No mês anterior, o relatório da ADP havia apontado um ganho de 46 mil empregos no setor privado. A sequência de leituras mais modestas sugere contratações mais lentas, mas a tendência geral ainda é de estabilidade.
Contexto macro e a percepção da Fed
A criação de vagas na maior economia do mundo tem se mostrado irregular ao longo do ano. Dados governamentais citados por agências financeiras apontam para uma taxa de desemprego historicamente baixa, o que tem aliviado parte das preocupações da autoridade monetária.

Na conferência anual do banco central em Jackson Hole, o presidente do Federal Reserve, Kevin Warsh, reconheceu sinais que merecem atenção, mas defendeu que o mercado de trabalho permanece coerente com o conceito de pleno emprego. Como disse Warsh: “Quando a oferta de mão-de-obra cresce muito pouco, o aumento mensal do número de empregos tende, naturalmente, a ser reduzido”.

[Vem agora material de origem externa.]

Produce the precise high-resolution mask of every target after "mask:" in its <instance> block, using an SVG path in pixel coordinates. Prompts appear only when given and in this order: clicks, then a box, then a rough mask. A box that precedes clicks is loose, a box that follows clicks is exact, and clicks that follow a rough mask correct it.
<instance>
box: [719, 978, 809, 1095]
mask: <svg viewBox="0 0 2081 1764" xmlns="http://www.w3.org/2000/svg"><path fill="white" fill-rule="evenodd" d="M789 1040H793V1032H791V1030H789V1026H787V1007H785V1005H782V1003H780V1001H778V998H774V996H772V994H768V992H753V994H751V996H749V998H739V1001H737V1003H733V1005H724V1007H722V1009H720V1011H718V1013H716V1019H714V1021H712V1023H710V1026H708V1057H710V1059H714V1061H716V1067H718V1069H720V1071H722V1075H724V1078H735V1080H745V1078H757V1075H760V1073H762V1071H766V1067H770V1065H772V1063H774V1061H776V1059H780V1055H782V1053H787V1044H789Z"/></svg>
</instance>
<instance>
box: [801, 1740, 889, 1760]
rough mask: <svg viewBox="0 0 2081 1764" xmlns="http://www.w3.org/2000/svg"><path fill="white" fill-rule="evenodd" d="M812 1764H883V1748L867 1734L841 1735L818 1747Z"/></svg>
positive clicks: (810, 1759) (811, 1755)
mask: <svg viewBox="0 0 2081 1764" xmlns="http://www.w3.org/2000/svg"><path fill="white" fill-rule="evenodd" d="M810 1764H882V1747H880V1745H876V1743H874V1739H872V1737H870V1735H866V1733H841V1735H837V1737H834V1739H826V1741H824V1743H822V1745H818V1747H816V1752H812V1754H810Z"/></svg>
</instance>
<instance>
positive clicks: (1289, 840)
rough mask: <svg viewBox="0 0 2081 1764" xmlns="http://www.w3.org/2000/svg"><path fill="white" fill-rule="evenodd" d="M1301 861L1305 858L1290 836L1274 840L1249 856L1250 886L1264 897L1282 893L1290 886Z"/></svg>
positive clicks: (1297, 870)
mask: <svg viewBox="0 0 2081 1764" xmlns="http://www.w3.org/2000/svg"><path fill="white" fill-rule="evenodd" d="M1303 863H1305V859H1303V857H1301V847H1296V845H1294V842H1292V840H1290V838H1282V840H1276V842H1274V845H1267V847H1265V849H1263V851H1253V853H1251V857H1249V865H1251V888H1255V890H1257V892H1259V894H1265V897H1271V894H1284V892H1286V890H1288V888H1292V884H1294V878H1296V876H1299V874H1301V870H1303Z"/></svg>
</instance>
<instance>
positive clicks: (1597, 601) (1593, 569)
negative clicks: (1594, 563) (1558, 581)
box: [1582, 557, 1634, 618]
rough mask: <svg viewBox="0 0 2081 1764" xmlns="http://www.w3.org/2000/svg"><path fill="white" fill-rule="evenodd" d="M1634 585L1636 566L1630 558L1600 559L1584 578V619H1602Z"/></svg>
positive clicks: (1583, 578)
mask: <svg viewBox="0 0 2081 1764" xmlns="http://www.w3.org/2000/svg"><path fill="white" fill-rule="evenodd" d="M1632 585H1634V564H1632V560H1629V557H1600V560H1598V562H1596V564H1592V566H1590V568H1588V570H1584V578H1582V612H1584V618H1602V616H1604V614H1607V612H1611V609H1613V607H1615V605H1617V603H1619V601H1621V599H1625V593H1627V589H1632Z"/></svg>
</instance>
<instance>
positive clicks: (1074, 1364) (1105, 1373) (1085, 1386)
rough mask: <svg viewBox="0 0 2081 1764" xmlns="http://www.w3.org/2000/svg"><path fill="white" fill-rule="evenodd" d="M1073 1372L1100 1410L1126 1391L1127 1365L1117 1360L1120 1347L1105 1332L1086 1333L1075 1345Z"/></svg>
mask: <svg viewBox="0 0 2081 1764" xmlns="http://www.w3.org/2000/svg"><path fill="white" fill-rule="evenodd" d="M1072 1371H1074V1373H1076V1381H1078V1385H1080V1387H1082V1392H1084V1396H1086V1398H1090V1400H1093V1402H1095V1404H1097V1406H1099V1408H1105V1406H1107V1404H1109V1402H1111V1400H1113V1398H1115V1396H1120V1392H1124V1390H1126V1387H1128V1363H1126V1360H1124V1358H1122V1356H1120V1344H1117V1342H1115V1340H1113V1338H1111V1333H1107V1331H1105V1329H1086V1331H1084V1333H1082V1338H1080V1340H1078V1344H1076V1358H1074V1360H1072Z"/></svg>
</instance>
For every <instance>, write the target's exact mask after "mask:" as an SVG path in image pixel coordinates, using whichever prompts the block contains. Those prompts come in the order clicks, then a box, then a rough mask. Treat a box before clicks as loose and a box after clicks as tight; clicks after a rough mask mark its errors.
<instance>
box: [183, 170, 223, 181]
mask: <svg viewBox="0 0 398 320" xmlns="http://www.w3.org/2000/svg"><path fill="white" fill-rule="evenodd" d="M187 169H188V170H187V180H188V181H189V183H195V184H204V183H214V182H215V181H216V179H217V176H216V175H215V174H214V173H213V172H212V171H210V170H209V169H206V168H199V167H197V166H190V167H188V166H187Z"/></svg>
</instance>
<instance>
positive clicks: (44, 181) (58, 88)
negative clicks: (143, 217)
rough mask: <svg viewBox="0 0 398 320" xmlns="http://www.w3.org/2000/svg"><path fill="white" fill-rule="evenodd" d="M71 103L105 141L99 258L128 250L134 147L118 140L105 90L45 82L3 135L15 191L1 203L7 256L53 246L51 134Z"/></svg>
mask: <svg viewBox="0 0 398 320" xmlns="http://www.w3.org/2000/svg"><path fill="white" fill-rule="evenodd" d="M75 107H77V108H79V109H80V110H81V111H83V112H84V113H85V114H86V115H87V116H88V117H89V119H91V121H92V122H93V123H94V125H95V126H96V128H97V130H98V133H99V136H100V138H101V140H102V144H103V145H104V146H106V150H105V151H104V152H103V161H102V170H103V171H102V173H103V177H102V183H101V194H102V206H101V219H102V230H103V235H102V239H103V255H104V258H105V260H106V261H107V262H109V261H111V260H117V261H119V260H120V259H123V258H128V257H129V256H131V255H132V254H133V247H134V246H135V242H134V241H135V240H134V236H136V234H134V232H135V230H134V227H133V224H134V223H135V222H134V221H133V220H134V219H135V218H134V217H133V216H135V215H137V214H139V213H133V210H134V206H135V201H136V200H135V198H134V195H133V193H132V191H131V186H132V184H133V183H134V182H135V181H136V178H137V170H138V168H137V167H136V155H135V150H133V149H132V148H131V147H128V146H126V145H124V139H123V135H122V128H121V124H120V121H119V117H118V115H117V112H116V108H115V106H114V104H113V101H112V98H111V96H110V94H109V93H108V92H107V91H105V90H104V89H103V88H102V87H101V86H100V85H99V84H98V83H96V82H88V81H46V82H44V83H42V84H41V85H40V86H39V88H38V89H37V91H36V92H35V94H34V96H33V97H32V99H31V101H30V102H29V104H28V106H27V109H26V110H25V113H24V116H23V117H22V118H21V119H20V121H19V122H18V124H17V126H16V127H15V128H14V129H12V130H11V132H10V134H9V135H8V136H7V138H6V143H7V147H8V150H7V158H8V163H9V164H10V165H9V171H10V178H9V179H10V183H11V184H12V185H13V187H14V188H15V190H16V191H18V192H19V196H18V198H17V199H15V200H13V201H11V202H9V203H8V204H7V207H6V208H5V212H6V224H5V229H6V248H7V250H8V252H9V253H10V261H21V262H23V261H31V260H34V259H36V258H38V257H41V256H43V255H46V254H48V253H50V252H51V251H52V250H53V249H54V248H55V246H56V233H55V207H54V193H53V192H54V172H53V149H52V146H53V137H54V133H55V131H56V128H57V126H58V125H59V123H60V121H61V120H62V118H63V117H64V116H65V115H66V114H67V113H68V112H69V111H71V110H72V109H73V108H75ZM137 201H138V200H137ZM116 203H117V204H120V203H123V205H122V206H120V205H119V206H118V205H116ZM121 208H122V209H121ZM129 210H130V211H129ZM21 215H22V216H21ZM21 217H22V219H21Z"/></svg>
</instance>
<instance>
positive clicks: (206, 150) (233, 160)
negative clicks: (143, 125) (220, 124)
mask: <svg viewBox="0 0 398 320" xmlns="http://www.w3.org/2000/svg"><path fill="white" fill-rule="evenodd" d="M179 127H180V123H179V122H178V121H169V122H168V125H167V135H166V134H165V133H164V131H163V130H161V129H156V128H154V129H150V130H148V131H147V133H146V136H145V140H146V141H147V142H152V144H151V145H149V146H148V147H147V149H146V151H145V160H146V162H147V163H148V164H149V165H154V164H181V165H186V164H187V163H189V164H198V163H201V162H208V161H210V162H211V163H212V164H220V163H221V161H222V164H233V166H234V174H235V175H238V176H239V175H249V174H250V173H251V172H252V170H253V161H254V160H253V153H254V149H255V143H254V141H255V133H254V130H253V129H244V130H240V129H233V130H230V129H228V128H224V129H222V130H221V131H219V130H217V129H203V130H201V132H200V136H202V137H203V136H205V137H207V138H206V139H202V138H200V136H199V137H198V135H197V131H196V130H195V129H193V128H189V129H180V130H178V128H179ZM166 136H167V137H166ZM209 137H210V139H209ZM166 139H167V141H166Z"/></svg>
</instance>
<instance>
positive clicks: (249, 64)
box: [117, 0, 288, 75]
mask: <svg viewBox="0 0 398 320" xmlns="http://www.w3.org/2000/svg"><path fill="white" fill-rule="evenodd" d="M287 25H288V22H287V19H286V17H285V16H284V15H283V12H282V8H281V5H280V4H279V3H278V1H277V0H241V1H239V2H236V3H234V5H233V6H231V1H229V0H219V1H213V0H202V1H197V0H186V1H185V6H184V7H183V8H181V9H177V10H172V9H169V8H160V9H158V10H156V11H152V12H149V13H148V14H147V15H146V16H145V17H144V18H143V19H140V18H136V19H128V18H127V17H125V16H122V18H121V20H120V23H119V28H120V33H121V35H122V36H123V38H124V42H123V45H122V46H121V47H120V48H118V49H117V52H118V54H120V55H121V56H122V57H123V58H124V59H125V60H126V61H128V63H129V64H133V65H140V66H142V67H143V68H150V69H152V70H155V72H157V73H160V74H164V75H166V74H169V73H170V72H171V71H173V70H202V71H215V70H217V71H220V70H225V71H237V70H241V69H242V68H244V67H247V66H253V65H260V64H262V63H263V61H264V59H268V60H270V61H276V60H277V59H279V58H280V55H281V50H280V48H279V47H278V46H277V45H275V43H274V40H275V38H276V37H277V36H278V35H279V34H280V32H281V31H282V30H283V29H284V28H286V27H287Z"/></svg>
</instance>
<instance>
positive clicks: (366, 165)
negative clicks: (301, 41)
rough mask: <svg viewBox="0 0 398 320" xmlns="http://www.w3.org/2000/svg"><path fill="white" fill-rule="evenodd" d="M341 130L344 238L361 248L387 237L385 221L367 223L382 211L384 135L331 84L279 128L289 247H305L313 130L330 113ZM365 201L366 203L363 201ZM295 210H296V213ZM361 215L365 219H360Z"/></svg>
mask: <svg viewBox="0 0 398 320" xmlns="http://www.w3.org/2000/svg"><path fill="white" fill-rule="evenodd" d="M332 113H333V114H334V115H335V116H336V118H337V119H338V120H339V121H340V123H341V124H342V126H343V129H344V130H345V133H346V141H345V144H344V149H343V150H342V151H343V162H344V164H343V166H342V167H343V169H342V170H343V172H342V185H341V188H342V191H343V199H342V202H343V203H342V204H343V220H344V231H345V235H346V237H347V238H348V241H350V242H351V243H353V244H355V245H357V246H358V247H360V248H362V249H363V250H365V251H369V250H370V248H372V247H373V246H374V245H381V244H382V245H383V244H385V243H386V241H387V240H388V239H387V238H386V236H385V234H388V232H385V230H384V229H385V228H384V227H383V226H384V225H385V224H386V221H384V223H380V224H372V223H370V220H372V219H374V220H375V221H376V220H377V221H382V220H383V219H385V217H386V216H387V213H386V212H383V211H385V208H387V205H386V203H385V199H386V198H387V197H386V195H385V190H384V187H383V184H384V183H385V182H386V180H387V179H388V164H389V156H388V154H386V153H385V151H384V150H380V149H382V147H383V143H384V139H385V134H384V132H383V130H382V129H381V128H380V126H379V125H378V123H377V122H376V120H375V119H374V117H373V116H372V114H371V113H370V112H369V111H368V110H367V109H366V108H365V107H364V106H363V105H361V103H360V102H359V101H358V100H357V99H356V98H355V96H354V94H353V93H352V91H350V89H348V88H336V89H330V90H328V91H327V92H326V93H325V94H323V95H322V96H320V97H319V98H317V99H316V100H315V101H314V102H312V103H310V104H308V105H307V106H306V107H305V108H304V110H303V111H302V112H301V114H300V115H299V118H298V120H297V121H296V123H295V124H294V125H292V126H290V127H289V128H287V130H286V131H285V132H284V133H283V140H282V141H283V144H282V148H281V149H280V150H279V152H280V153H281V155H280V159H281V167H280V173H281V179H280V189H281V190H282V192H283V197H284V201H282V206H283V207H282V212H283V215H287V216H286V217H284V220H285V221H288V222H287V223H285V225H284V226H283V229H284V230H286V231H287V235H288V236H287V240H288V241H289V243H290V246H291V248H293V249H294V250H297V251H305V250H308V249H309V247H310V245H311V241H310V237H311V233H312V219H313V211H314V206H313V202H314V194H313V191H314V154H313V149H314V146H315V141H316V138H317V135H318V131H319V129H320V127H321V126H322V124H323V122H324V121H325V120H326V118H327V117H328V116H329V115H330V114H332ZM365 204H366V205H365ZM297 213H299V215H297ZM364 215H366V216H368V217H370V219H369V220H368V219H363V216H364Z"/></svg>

Em seguida, acrescentou: “No entanto, em geral, as pessoas que querem trabalhar, na sua maioria, mantêm ou encontram emprego”.
O que vem a seguir
O relatório da ADP, elaborado em parceria com o Stanford Economy Lab, chega poucos dias antes do boletim oficial do governo sobre o emprego. Esse relatório, que será divulgado na sexta-feira e inclui também o emprego no setor público, é esperado para mostrar um aumento total de cerca de 55 mil postos em agosto.
Investidores e formuladores de política vão observar de perto o número oficial. Ele costuma influenciar avaliações sobre o ritmo de cortes ou manutenção dos juros por parte do Fed e ajuda a calibrar expectativas sobre a trajectória da economia.